Reload systemd, enable and start the service.

systemctl daemon-reload
systemctl enable prometheus-pve-exporter.service
systemctl start prometheus-pve-exporter.service

Verify that pve_explorer is listening to TCP port 9221 (which is the default) with the ss -lntp | grep 9221 command. The output should look similar like this:

LISTEN 0      128          0.0.0.0:9221      0.0.0.0:*    users:(("pve_exporter",pid=866529,fd=5),("pve_exporter",pid=866529,fd=3))

In some configurations it is necessary to note the IP address in front of :9221. You will need it in the next step. Normally pve-exporter binds to 0.0.0.0, which means that you can reach the exporter over every interface.

Step 7 - Test functionality

Access the endpoint which provides the metrics via curl.

curl --silent http://127.0.0.1:9221/pve | grep pve_version_info

Check output of that command. It should be similar to the following:

# HELP pve_version_info Proxmox VE version info
# TYPE pve_version_info gauge
pve_version_info{release="7.2",repoid="963997e8",version="7.2-15"} 1.0

Step 8 - Extend Prometheus Configuration

Extend the scrape_config section in your existing Prometheus configuration with the following lines:

  - job_name: 'pve-exporter'
    static_configs:
      - targets:
        - 127.0.0.1:9221
    metrics_path: /pve
    params:
      module: [default]

And then apply the changes:

systemctl reload prometheus

Step 9 - Import Grafana Dashboard

Log in to your Grafana instance, navigate to Dashboards, press the import button, insert the ID 10347 and click load.
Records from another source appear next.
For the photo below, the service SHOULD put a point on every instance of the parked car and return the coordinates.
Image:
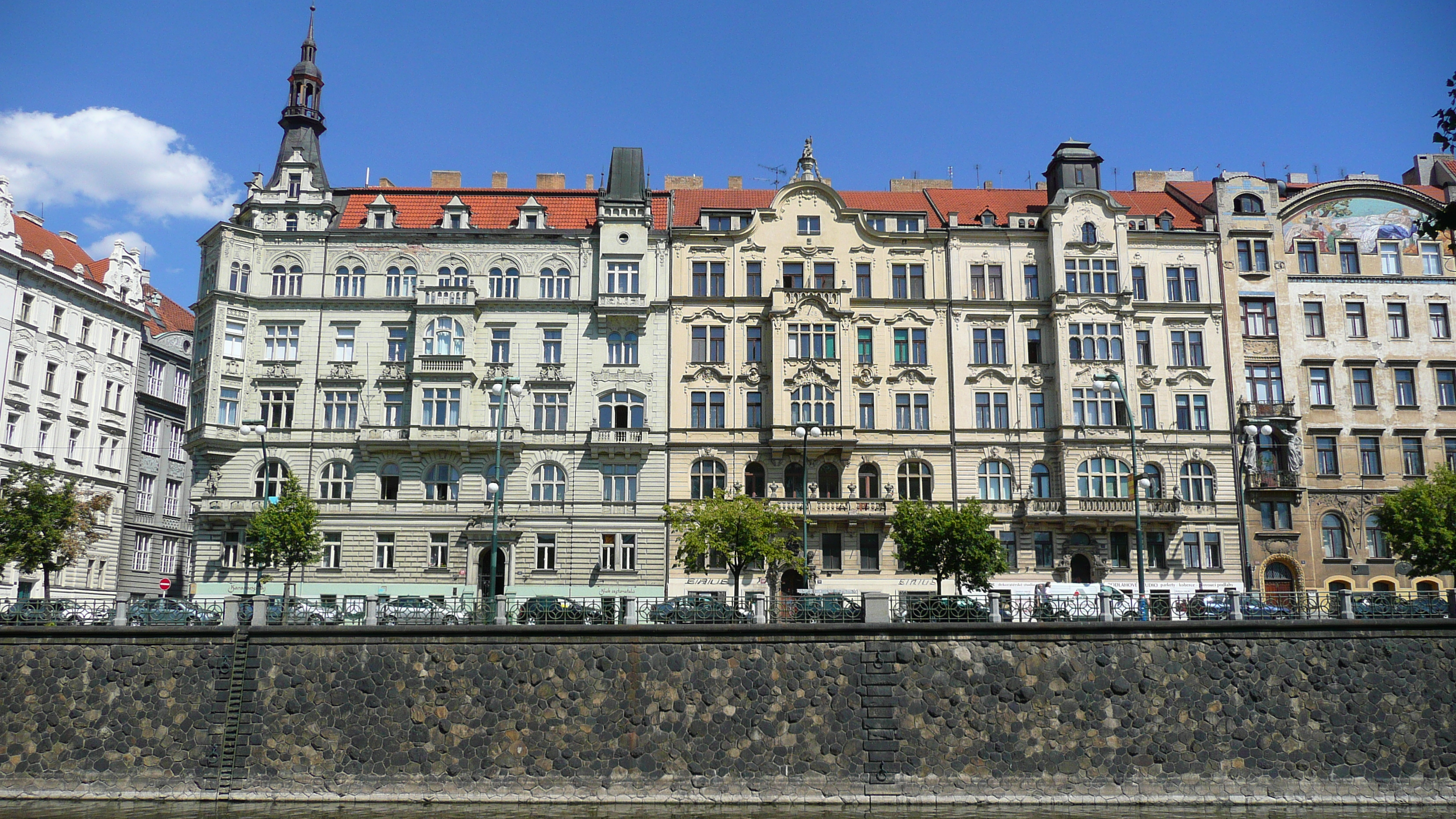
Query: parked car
(548, 610)
(169, 611)
(948, 608)
(1218, 607)
(57, 611)
(823, 608)
(417, 611)
(696, 608)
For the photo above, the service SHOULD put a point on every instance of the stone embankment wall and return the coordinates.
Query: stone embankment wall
(1308, 712)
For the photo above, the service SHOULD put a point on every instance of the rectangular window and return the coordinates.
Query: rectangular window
(753, 410)
(1391, 259)
(1260, 318)
(341, 409)
(281, 343)
(867, 410)
(383, 550)
(545, 553)
(146, 492)
(1363, 387)
(1314, 320)
(228, 407)
(172, 500)
(1371, 457)
(1400, 327)
(1354, 320)
(1430, 259)
(868, 551)
(442, 407)
(1349, 259)
(1413, 459)
(1446, 388)
(332, 556)
(1404, 388)
(439, 550)
(1327, 458)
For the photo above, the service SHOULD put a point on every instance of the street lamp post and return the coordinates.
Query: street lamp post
(257, 427)
(807, 433)
(498, 390)
(1111, 381)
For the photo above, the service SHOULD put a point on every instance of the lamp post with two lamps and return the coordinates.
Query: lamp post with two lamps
(498, 390)
(807, 433)
(1111, 381)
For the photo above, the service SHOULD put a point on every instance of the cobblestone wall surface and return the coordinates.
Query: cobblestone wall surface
(1088, 712)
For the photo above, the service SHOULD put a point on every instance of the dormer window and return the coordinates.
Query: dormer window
(1248, 203)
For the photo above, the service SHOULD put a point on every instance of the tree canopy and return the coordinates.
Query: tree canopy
(1420, 524)
(743, 531)
(46, 522)
(948, 542)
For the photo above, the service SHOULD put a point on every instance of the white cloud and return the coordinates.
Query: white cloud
(101, 248)
(108, 155)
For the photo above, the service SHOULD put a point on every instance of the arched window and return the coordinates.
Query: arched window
(270, 477)
(707, 477)
(1040, 480)
(1375, 538)
(444, 337)
(458, 277)
(622, 349)
(1102, 477)
(755, 480)
(794, 480)
(995, 480)
(915, 480)
(868, 480)
(621, 410)
(443, 483)
(1155, 479)
(1333, 536)
(506, 283)
(1196, 479)
(555, 283)
(550, 484)
(336, 481)
(829, 480)
(389, 483)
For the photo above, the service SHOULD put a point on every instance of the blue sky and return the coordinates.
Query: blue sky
(717, 89)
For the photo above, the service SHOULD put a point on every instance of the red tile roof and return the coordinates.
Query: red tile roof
(35, 239)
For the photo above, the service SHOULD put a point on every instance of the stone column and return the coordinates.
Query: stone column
(877, 607)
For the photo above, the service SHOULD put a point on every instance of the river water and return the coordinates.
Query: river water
(398, 811)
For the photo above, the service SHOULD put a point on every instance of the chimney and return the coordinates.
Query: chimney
(683, 183)
(916, 186)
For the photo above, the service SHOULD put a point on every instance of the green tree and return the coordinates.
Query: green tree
(283, 532)
(1443, 222)
(948, 542)
(1420, 522)
(46, 522)
(740, 529)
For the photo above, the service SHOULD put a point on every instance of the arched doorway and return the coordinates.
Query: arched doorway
(1081, 569)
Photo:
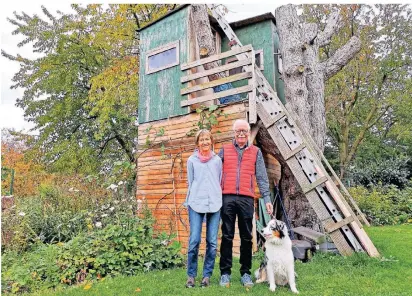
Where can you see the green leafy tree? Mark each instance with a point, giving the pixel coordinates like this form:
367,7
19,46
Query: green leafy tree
371,96
82,91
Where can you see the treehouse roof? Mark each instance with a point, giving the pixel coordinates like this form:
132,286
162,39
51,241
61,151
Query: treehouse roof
214,23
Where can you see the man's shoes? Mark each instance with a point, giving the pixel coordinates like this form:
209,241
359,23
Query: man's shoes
190,283
246,280
225,280
205,282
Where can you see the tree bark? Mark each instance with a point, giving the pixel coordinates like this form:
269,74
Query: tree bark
304,77
205,37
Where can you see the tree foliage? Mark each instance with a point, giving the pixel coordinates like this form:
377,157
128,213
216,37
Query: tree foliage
82,91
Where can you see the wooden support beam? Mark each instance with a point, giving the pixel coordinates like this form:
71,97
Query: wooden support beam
254,131
333,227
315,184
216,70
216,57
252,95
222,94
317,237
294,151
217,82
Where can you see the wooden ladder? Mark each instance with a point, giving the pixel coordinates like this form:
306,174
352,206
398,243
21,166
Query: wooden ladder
304,159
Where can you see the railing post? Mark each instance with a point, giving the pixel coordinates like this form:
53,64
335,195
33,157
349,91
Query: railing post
252,95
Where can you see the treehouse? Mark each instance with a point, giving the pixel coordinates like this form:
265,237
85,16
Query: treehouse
179,92
173,84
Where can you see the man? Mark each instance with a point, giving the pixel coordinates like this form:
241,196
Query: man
242,162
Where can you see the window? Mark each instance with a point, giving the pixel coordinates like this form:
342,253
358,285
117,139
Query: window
280,62
235,70
258,61
162,57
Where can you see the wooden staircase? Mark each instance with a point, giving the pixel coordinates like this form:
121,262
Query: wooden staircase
300,152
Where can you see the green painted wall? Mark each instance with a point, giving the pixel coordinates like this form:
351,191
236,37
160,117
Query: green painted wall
159,92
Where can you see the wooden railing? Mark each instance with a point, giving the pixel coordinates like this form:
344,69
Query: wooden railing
250,88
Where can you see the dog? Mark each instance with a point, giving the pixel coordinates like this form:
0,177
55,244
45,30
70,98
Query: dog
279,265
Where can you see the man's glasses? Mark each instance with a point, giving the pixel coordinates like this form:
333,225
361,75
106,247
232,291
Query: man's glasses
238,132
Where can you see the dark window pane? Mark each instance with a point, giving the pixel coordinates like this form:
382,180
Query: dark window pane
162,59
257,59
235,71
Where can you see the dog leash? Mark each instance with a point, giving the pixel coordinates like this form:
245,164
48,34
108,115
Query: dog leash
277,195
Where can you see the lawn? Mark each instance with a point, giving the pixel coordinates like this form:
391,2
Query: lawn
323,275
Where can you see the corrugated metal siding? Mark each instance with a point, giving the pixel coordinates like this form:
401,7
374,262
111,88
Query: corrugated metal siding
159,92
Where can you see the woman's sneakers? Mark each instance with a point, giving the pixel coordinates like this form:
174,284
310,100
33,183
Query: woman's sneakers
225,280
205,282
190,283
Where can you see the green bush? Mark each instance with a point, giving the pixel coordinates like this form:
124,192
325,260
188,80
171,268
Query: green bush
58,216
385,205
113,250
24,272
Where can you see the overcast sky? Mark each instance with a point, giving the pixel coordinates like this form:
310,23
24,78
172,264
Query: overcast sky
12,116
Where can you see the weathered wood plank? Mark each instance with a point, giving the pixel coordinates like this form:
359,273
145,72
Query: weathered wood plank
339,224
216,57
315,184
230,109
218,95
215,70
210,84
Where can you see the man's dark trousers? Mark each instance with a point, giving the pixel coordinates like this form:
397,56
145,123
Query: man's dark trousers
242,207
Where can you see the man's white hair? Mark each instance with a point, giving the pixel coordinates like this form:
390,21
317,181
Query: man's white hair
237,121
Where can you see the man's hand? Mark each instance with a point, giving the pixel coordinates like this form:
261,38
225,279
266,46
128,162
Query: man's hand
269,208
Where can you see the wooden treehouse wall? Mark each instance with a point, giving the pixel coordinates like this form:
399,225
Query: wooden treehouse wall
161,170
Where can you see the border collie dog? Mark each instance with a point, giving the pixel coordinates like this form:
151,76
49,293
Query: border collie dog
279,265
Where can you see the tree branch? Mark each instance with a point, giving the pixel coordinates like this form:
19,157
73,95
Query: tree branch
332,25
341,57
124,147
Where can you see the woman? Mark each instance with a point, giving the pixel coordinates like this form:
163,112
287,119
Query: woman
204,200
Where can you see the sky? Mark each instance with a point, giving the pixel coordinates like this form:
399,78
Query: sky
12,116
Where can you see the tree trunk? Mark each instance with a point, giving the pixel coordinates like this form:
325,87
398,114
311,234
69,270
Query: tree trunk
205,37
304,77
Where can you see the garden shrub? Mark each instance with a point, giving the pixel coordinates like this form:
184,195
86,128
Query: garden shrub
385,205
57,215
112,250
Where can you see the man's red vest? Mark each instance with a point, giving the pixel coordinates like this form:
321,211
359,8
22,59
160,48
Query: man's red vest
244,172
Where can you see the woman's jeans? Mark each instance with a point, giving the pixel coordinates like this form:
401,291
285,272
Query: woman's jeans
212,228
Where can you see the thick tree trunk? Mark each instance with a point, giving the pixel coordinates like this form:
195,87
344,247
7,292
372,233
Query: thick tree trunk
304,77
205,37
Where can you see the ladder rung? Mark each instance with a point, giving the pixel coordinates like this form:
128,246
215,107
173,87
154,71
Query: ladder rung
275,119
294,151
333,227
315,184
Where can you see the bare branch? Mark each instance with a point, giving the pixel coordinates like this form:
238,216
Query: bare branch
332,25
341,57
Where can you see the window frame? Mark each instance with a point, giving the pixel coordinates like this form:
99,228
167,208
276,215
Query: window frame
234,59
160,49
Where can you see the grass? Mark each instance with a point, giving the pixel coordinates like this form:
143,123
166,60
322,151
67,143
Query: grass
324,275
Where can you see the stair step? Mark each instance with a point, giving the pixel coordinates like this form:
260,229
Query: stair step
317,237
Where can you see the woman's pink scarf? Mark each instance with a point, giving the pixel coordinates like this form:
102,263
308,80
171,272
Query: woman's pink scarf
204,158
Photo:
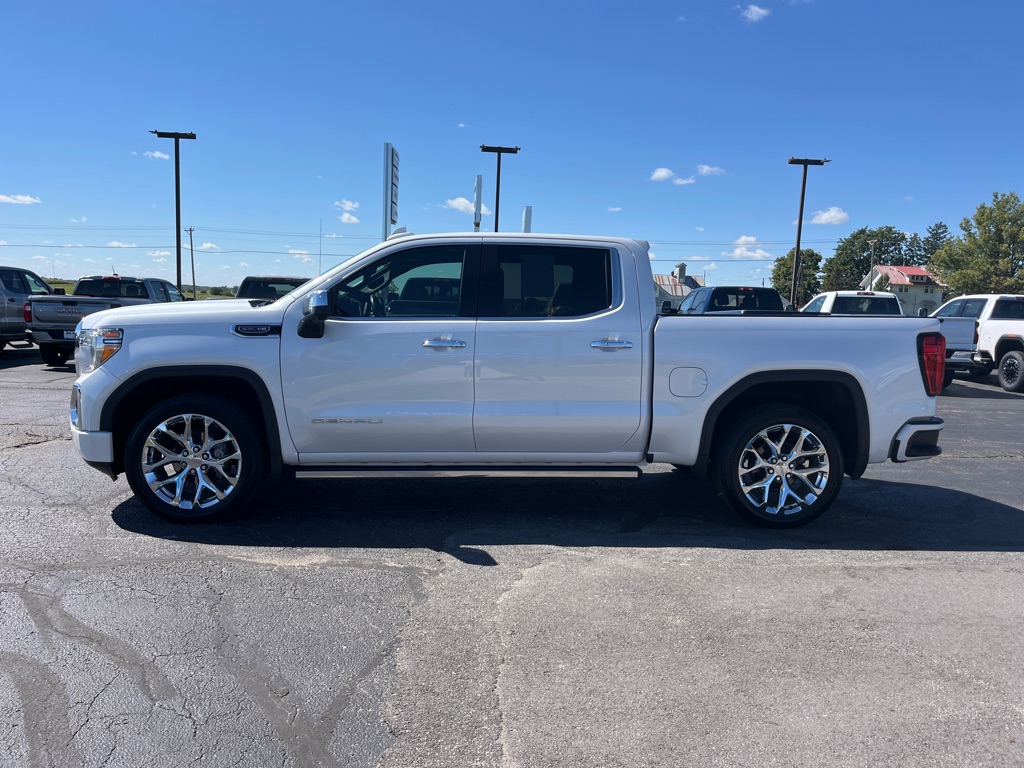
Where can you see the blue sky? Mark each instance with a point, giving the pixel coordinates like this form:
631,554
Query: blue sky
666,121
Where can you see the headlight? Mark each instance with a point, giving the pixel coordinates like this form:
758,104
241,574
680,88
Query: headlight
96,345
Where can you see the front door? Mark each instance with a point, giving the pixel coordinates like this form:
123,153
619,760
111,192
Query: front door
393,374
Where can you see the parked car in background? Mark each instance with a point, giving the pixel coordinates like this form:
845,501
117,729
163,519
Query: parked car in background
51,320
268,288
1000,335
16,285
854,302
731,299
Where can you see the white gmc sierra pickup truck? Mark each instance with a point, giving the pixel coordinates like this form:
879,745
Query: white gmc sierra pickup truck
495,354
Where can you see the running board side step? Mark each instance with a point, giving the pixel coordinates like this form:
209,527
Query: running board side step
369,472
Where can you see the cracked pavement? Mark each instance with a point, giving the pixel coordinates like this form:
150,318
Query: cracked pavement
512,623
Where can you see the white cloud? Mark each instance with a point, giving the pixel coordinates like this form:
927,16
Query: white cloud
754,13
833,216
465,206
19,200
710,170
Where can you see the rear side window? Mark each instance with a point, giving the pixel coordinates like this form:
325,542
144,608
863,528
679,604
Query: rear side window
527,281
1009,309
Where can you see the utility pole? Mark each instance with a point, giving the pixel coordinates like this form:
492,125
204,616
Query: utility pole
499,151
800,221
192,253
177,190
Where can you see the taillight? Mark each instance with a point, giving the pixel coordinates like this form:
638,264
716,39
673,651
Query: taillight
932,358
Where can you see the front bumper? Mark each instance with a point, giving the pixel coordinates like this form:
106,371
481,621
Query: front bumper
916,439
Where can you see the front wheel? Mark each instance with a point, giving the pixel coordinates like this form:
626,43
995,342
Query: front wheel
193,459
1012,371
780,466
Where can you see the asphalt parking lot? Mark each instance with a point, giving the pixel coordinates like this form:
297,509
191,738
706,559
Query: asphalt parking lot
512,623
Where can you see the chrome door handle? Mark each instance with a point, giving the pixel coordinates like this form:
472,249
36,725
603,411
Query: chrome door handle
443,343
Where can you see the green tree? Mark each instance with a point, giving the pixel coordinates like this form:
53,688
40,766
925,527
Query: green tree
938,236
809,284
989,256
852,260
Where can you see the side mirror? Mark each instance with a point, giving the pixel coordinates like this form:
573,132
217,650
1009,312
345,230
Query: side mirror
314,314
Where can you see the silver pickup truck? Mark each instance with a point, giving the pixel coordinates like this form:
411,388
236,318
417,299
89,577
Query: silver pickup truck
51,320
497,355
16,286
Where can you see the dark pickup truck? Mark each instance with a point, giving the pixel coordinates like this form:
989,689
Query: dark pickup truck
51,320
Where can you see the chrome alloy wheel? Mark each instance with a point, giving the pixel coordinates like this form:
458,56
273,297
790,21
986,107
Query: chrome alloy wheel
782,469
190,461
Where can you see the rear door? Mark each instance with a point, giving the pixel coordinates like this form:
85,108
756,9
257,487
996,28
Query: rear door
393,374
558,365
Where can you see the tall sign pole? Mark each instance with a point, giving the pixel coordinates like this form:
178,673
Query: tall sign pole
499,151
800,222
390,207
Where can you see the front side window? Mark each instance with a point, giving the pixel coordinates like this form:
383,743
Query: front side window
532,281
415,283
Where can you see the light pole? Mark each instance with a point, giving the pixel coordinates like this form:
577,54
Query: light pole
499,151
871,244
800,221
177,192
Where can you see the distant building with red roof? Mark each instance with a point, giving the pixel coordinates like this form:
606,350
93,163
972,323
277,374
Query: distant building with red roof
914,287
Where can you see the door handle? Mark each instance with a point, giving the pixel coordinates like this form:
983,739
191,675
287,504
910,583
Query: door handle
443,344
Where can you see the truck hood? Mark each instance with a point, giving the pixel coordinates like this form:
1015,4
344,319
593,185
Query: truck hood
190,312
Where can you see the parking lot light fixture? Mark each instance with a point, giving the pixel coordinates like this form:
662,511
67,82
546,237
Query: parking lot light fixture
800,221
177,192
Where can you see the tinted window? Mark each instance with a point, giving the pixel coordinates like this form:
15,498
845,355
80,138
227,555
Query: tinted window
415,283
815,305
525,281
731,299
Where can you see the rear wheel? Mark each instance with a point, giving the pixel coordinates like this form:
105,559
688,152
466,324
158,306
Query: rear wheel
53,355
1012,371
980,372
193,459
779,467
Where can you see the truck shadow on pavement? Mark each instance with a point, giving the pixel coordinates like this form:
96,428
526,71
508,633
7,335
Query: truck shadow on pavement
464,517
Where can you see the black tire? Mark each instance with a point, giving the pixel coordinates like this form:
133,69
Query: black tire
53,355
758,445
195,459
1012,371
980,372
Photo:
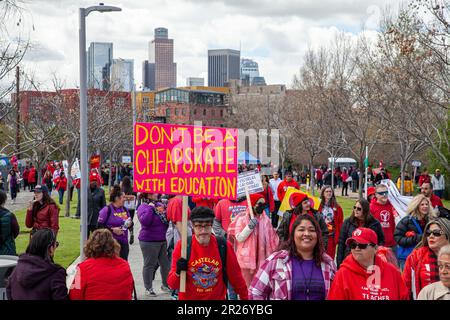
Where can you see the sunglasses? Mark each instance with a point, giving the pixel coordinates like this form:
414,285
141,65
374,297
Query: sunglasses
202,226
436,233
362,246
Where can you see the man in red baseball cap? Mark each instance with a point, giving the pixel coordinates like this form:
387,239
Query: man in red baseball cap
364,275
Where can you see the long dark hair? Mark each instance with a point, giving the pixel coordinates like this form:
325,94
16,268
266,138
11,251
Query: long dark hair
40,243
127,188
365,211
290,246
46,200
333,202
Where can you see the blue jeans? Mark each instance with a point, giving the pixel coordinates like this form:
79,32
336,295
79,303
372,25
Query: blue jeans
61,195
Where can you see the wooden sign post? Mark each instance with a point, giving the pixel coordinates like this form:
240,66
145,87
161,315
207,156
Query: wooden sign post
249,203
184,242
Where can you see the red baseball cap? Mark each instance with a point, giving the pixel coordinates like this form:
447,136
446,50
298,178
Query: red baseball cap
93,177
363,236
297,198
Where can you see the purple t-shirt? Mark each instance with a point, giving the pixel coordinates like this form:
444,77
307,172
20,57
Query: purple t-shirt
152,228
307,280
117,218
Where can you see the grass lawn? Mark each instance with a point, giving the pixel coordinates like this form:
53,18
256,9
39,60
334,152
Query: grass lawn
68,235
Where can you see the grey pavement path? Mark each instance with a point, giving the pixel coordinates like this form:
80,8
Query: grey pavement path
136,263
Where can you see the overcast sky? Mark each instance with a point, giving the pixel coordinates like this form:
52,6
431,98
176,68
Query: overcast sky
274,33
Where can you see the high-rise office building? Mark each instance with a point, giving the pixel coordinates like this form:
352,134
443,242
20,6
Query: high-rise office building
195,82
122,75
223,65
160,71
99,58
250,73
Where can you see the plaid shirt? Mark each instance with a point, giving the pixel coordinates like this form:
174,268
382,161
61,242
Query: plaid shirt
273,281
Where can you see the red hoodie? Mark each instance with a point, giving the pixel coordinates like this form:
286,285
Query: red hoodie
204,202
102,279
282,187
204,280
353,282
385,214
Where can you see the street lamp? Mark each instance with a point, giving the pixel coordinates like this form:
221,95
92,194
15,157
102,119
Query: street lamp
83,13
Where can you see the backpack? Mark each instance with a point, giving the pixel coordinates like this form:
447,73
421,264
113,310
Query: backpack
222,244
404,252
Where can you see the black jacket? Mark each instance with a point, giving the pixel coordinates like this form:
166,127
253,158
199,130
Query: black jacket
283,228
96,202
36,279
347,229
403,226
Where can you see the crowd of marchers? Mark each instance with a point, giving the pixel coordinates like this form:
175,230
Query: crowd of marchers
239,252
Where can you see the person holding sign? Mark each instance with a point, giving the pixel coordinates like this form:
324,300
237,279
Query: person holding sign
287,182
301,204
116,218
256,239
210,263
130,201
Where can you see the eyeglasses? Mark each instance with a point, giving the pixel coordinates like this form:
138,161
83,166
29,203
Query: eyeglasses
442,265
436,233
202,226
362,246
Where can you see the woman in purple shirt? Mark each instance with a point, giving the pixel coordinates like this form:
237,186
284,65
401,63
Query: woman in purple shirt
152,240
116,218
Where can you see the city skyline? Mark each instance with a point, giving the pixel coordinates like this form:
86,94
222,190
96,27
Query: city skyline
270,34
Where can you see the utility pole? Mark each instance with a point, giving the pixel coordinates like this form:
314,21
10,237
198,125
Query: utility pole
18,112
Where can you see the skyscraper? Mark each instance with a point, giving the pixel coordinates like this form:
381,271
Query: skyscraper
160,66
223,65
122,75
195,82
99,58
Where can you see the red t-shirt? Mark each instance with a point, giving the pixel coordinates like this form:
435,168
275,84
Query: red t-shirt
226,210
436,201
385,214
282,187
204,280
175,210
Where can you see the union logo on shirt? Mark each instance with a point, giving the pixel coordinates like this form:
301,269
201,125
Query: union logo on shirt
204,276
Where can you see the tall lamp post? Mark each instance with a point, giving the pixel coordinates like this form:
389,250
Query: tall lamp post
83,13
You can find the dashboard here: https://grafana.com/grafana/dashboards/10347

Now, you can see data in your Grafana (it may take a bit of time to collect information from Prometheus).

Grafana: Proxmox via Prometheus dashboard

Conclusion

With the great Prometheus Proxmox VE Exporter we have a simple and powerful tool which allows us to see how much resources each guest on the Proxmox VE node takes. Additionally, it provides us with a general overview of Proxmox VE host system health as well as resources (CPU, memory, disk, network I/O, disk I/O) usage for containers and virtual machines running on your Proxmox VE host.